As infectious bacteria become increasingly resistant to antibiotics, researchers are looking for new ways to combat the so-called 'superbugs' that are predicted to kill 300 million people by 2050 if we don't find a solution.
And now a team of microbiologists at Tel Aviv University in Israel has devised a way for bacteria-killing viruses - known as phages - to make superbugs become sensitive to our antibiotics once more.
The researchers described their proof-of-concept in Proceedings of the National Academy of Sciences last week. It involved developing two types of phages that target the common gut bacterium, E. coli.
One was a 'lytic' phage that killed the bacterium. But researchers also used a method for gene-editing called CRISPR-Cas in a 'temperate' phage that could then inject the E. coli with specifically prepared DNA. This hijacking both destroyed the E. coli's antibiotic resistance, and protected them from the murderous lytic phage.

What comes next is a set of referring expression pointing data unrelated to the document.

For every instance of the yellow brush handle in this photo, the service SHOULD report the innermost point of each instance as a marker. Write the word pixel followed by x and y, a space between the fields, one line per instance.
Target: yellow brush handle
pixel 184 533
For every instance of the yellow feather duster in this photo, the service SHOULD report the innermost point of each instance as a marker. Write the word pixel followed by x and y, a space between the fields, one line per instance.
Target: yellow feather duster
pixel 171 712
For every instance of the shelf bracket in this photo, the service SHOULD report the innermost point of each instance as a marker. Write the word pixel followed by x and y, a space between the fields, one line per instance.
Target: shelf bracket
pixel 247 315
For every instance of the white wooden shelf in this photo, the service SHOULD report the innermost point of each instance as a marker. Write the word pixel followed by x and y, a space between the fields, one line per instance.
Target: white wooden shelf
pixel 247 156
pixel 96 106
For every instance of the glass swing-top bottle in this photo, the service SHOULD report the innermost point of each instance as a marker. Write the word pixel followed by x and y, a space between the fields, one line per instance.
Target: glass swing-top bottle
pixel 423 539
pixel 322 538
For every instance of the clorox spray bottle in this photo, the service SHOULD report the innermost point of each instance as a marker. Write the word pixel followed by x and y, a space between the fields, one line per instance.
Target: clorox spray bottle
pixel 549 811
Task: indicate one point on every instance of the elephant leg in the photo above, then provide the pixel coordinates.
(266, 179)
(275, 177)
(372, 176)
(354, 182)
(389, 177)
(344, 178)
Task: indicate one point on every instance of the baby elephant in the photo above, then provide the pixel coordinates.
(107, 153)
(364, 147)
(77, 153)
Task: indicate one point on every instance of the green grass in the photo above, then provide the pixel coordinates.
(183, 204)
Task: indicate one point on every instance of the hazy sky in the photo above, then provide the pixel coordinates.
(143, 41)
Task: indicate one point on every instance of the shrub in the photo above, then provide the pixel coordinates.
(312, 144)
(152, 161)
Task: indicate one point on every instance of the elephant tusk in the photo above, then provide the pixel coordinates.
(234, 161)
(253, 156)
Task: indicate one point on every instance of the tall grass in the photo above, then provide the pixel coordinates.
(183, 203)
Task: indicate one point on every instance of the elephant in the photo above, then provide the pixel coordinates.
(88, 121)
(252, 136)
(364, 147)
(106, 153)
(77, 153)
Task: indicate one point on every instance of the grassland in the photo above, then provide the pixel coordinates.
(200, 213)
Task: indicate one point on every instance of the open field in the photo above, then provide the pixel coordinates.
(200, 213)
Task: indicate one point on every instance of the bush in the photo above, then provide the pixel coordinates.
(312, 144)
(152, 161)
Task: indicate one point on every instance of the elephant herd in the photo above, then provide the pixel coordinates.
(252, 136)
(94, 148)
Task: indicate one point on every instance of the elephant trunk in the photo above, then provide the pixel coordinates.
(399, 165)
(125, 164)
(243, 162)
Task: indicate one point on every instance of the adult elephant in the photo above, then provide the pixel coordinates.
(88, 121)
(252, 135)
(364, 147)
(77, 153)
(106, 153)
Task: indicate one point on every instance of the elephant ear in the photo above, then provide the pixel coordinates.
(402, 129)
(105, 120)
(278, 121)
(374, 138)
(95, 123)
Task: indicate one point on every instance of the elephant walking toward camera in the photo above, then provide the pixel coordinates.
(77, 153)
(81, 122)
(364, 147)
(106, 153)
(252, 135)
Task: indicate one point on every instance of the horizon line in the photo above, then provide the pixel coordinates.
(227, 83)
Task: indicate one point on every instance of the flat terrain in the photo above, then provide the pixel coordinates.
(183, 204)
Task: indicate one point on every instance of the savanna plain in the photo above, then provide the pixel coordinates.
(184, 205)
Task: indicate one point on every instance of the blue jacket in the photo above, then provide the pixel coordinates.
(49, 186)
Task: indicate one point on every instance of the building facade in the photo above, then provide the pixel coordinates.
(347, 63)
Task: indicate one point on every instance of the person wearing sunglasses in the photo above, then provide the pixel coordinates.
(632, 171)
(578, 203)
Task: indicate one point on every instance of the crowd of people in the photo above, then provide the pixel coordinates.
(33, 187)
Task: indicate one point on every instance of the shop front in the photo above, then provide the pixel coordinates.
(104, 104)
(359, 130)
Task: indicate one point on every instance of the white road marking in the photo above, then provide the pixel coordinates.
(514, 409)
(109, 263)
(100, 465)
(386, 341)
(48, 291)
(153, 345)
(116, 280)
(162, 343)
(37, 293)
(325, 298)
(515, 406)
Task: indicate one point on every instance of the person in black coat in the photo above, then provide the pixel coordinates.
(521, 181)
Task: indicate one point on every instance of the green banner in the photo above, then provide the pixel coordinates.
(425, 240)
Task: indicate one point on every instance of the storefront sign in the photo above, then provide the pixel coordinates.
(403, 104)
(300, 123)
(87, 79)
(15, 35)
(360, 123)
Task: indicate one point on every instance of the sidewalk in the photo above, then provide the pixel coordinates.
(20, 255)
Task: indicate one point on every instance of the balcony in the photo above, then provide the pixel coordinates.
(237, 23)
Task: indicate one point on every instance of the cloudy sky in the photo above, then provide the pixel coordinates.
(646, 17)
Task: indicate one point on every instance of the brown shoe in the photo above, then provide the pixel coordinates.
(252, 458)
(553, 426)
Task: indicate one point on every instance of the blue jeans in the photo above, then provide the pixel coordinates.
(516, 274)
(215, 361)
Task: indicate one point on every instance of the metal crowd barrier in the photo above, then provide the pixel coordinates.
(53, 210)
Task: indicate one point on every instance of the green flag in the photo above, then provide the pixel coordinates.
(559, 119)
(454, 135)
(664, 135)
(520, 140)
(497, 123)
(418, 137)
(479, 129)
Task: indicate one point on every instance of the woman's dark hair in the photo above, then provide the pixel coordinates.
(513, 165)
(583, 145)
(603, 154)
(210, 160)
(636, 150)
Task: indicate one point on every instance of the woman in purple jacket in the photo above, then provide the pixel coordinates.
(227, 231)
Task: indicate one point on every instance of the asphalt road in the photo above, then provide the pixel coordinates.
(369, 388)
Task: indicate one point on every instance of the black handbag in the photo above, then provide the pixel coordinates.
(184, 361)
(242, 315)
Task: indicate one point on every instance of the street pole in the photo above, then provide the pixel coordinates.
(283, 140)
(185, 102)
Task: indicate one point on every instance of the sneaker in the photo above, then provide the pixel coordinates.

Attacked by deadly phages on the one hand, and DNA-hijacking phages on the other, the bacteria in this experiment were forced to change their path of evolution. A bacterium that can't be killed by the lytic phage has an advantage over a bacterium that can be. As a result, the hijacked E. coli, even though they were sensitive to antibiotics, survived the phage attack and took over the population.
As the team noted in their paper, "[s]ensitising bacteria to various antibiotic resistance genes may easily be accomplished by the CRISPR-Cas system, as it can be programmed to eliminate any gene of interest."
The method "demonstrates that bacteria can be sensitised to approved and useful antibiotics following delivery of a rationally designed CRISPR-Cas system," the researchers report, adding that, "It does not aim to directly kill treated bacteria, but rather to sensitise them to antibiotics and to kill the non-sensitised bacteria."
Most phages only attack one species of bacteria, which means that it's possible to use this method to only target one bacterial population without disrupting the others. However, the researchers say that most pathogens do have a corresponding virus somewhere out there that would be happy to attack it. Therefore it might be possible to design a whole army of phages that can each take on a wider range of the bacterial species. It would make for an impressive, albeit invisible, war campaign.
Unlike antibiotics, which have small molecules, phages are difficult to insert into living tissue. But with this method, we could treat bacterial populations outside the body. The authors state that these designer phages could be added to hand sanitisers and surface-cleaning sprays in hospitals, where they would proceed to wage war on the superbugs. After the phage assault, more and more bacteria in the population would remain antibiotic-sensitive, and this might even prevent new resistant bugs from emerging.
As the team concludes in the paper, if their strategy is used broadly, it would potentially change the nature of hospital-acquired infections "by making the bacteria more susceptible rather than more resistant to antibiotics".